Though campus jobs are purportedly safe, some students who regularly eat in the union are dissatisfied with the ordering kiosks.
“I don’t like them because you can’t use two meal swipes on one order anymore,” Kylie Clement, a freshman special education major, said.
Others share this struggle. Many students use two meal swipes instead of one to avoid diminishing their Flex dollars early in the semester.
“It’s really a pain that you can’t double up on meal swipes at the kiosks, because that’s usually what I do when I eat at the union,” Ella Blanch, a freshman allied health major from Greenville, S.C., said. “The kiosks just don’t give you the option, and I hate wasting my Flex.”
Another complaint from students is that although the screens display the wait times for each restaurant and have helped to alleviate longer physical lines, many people have observed that actual wait times have stayed the same or are even longer.
“I think it takes longer now and it feels unnecessary to have them in the first place. It seems to confuse people because at some places, you can still order in the line, but you can also order at the kiosk,” Georgia Regan, a freshman criminal justice major from Chicago, said. “I now try to avoid the union as much as I can because of them.”
As with any new technology, there can be a learning curve. Some pointed to unfamiliarity as the reason for persistent wait times, especially within the first few weeks.
“I would say they feel inefficient because people don’t know what to do to use them, so they take longer,” Claire Medley, a freshman integrated marketing communications major, said.
Some, however, feel that these new kiosks are working well and are more efficient than the previous system.
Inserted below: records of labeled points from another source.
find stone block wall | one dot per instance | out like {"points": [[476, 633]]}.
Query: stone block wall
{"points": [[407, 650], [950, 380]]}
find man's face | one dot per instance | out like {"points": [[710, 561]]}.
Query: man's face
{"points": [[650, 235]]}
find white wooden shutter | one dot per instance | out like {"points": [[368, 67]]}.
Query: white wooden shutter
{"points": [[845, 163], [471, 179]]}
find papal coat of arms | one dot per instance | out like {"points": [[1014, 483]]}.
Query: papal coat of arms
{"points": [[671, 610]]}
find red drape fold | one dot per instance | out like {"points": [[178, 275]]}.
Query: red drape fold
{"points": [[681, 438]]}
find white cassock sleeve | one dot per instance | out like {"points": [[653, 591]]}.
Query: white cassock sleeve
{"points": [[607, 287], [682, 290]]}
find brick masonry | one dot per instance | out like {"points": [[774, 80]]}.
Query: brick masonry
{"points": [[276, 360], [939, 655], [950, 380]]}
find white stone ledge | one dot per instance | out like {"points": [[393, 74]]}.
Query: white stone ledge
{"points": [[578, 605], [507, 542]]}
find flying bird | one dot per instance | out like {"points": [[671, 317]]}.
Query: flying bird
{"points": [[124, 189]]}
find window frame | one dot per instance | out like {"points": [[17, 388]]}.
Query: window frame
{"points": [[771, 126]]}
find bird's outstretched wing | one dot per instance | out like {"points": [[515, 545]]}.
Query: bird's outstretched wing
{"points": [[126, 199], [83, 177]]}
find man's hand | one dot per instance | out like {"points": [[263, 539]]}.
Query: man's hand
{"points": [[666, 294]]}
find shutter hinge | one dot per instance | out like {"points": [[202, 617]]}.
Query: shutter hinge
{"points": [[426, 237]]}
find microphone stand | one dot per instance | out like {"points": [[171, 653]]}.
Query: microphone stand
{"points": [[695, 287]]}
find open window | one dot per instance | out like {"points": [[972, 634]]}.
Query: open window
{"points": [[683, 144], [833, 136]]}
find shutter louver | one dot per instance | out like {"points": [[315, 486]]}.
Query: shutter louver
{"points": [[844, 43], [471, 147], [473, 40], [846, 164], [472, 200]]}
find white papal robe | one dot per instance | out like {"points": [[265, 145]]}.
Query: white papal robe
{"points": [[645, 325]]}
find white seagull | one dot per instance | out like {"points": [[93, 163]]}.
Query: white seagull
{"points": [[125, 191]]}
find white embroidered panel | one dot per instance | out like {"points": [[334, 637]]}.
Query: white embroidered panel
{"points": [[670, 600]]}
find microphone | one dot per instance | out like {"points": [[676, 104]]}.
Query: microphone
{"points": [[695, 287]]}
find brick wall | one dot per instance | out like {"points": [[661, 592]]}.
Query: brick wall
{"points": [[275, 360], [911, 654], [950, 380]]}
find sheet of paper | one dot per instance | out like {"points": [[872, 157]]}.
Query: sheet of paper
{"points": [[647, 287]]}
Some student employees feel that the process is now quicker and easier than before, save for some drawbacks.
“As an employee, I would definitely say the kiosks have made our lives much more efficient because we no longer have to have someone taking orders,” Kaelin Zoephel, a freshman Blenz Bowls employee, said. “However, it can be a lot when everyone can order at one time from their phones or kiosks, where we used to be able to manage the amount of orders we had at one time. Most of all, I miss the customer interaction.”
Even amidst the confusion and disinterest coming from many students, some are beginning to like the additions for the same reason as the employees: efficiency.
“I think they are a great idea because I don’t have to wait in a line for as long,” Britt Ferguson, a freshman accounting major, said.
In the long run, the coordinators of the new technology hope it eventually benefits all who eat in the union and that more students become accustomed to this new process.
“I am hopeful the campus sees the value in our investment as one that saves time and improves the overall dining experience,” Burr said.